Le SPD doit se réinventer
Pour Spiegel Online, la social-démocratie allemande doit prendre le temps de se ressourcer :
«Le SPD a pris la bonne décision en faisant le choix de l'opposition. Et c'est une bonne chose que Martin Schulz veuille en prendre la direction. Le parti a quatre ans pour retrouver ses repères. Il en a terriblement besoin. On parle beaucoup de la fin de l'ère de la social-démocratie. C'est une absurdité. On n'a jamais eu autant besoin du SPD qu'aujourd'hui. ... L'important, c'est que le parti tire des enseignements de ses erreurs. [L'ancien chancelier] Willy Brandt avait dit : 'Il faut avoir un passé pour pouvoir tirer des leçons de ce passé pour l'avenir.' Le problème du SPD, c'est que bien trop souvent, il n'a tiré aucune conclusion du passé. Peut-être ceci changera-t-il désormais.»

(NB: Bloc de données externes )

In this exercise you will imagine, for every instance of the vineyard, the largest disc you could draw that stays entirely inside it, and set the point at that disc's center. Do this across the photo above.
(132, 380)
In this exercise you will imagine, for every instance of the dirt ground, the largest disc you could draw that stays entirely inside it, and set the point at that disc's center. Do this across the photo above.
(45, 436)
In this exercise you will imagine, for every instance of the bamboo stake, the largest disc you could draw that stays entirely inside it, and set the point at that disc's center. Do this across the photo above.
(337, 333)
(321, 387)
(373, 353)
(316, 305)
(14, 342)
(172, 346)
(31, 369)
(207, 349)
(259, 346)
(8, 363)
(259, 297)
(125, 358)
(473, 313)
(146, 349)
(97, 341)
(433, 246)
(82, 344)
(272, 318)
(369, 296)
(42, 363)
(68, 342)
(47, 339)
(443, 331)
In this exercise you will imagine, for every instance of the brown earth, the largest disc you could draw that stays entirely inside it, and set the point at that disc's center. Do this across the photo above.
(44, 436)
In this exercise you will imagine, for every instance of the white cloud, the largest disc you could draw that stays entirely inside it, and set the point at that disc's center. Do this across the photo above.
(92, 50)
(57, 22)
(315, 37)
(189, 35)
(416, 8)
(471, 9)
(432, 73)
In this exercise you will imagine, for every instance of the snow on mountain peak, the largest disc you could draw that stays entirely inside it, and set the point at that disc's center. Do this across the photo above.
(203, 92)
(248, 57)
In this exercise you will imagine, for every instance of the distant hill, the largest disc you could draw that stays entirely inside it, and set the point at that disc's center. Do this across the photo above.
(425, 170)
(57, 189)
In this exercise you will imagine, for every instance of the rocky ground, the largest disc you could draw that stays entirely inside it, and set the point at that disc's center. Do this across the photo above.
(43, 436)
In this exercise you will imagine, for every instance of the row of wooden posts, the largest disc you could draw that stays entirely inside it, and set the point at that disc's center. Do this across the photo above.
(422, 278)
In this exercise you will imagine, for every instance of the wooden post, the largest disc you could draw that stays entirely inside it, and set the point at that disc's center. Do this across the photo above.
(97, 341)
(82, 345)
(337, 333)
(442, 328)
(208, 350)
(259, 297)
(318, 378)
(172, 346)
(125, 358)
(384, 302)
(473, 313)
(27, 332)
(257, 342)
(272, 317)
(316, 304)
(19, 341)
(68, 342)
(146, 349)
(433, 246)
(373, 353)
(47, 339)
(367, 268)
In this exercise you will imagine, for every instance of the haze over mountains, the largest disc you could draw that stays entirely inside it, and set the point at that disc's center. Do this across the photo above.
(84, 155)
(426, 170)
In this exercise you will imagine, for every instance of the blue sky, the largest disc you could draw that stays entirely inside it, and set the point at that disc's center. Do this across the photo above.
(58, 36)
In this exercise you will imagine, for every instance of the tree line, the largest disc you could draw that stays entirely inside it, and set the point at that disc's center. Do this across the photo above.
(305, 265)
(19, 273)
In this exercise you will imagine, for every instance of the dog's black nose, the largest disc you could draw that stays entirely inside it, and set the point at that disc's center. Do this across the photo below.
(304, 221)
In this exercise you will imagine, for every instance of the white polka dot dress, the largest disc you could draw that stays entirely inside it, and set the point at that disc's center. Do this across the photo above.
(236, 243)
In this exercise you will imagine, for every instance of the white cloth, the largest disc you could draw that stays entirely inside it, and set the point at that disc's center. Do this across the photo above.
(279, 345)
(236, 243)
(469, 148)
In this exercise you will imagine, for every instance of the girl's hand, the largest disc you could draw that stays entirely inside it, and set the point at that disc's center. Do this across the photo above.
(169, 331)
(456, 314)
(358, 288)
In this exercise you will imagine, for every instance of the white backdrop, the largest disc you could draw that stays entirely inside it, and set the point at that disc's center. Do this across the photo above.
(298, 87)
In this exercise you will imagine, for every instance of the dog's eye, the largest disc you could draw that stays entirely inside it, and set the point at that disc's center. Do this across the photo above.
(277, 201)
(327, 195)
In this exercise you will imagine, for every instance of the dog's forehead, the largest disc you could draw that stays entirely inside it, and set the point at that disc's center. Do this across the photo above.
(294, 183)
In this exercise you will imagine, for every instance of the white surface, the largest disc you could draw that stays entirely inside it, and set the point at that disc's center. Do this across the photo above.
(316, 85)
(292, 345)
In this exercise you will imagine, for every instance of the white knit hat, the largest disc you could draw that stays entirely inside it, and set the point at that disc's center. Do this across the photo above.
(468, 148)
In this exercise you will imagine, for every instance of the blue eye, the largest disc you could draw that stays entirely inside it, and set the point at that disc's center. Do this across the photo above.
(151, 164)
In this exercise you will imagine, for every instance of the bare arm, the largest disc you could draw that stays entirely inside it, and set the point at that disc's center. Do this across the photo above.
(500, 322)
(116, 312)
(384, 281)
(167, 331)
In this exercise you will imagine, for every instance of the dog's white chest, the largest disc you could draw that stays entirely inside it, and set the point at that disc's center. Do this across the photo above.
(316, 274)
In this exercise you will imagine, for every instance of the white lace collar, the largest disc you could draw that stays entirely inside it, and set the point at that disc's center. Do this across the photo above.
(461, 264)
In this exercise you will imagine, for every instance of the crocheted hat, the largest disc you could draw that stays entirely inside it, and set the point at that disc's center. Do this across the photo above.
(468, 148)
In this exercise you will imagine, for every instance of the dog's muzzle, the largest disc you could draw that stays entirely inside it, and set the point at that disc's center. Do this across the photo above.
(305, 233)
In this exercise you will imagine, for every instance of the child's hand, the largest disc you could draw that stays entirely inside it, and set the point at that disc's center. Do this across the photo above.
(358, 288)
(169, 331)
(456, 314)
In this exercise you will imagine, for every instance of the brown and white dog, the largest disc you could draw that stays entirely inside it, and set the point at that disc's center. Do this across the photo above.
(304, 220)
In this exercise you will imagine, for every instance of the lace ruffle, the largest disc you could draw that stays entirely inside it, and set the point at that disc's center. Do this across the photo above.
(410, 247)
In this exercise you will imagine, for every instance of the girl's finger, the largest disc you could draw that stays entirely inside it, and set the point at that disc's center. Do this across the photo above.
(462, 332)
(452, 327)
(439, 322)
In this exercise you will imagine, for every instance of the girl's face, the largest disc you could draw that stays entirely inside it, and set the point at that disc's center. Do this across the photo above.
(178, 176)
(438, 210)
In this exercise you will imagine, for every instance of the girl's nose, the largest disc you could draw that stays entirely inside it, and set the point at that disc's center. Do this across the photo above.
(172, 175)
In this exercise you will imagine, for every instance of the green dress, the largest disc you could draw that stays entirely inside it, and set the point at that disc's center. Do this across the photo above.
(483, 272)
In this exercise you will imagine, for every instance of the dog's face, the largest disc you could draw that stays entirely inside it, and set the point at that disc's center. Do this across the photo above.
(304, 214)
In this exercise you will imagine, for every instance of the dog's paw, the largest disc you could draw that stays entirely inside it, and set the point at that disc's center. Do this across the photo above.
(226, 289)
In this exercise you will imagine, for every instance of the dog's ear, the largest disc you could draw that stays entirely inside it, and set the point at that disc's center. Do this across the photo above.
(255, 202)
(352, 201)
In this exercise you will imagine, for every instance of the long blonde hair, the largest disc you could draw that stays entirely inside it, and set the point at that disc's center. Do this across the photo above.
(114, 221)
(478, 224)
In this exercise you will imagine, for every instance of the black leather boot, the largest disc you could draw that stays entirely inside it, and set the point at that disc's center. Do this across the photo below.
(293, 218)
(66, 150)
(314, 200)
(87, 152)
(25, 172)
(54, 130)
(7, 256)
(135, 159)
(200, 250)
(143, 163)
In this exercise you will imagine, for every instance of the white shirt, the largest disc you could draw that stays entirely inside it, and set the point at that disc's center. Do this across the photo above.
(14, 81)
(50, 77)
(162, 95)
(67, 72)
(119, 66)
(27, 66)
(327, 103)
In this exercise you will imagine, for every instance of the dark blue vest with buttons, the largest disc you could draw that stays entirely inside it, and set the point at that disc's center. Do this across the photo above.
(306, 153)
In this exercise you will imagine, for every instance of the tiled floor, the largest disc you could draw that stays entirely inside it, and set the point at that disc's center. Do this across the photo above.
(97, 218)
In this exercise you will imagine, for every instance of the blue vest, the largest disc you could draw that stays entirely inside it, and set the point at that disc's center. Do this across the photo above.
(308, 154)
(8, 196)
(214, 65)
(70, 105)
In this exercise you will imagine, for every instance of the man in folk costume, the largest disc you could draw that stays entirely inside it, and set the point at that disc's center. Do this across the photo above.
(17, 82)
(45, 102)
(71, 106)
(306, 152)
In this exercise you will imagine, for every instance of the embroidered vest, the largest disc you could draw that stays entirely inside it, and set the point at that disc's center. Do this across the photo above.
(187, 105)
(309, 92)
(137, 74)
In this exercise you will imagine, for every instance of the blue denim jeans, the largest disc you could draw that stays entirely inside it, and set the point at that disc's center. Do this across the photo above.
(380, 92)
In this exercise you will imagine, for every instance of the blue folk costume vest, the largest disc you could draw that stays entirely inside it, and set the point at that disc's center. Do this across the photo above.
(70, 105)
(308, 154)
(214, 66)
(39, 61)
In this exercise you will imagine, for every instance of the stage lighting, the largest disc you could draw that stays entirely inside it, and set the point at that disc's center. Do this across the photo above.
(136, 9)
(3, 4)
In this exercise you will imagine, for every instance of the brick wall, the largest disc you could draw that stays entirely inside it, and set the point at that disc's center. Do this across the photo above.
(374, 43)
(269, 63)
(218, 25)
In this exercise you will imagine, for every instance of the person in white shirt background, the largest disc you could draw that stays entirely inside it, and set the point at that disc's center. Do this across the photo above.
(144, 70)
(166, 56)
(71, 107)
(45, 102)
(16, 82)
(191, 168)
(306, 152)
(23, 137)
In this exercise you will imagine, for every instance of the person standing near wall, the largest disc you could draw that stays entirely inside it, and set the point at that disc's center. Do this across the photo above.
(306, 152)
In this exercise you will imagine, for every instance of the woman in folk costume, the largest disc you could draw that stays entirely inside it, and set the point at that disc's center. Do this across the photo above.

Les sociaux-démocrates ne trouvent pas leur place
La déconfiture du SPD confirme la tendance actuelle des partis de centre-gauche en Europe, observe El País :
«Les sociaux-démocrates, qui avaient tout misé sur le candidat Martin Schulz, ex-président du Parlement européen, ont de quoi se sentir abattus : une fois de plus, des législatives - en l’occurrence dans le pays le plus grand et le plus important de l'UE - viennent confirmer les énormes difficultés que rencontrent les sociaux-démocrates à se situer entre les effets de la crise de 2008 et l'omniprésence des politiques identitaires, et à développer un discours et un profil qui leur soient propres.»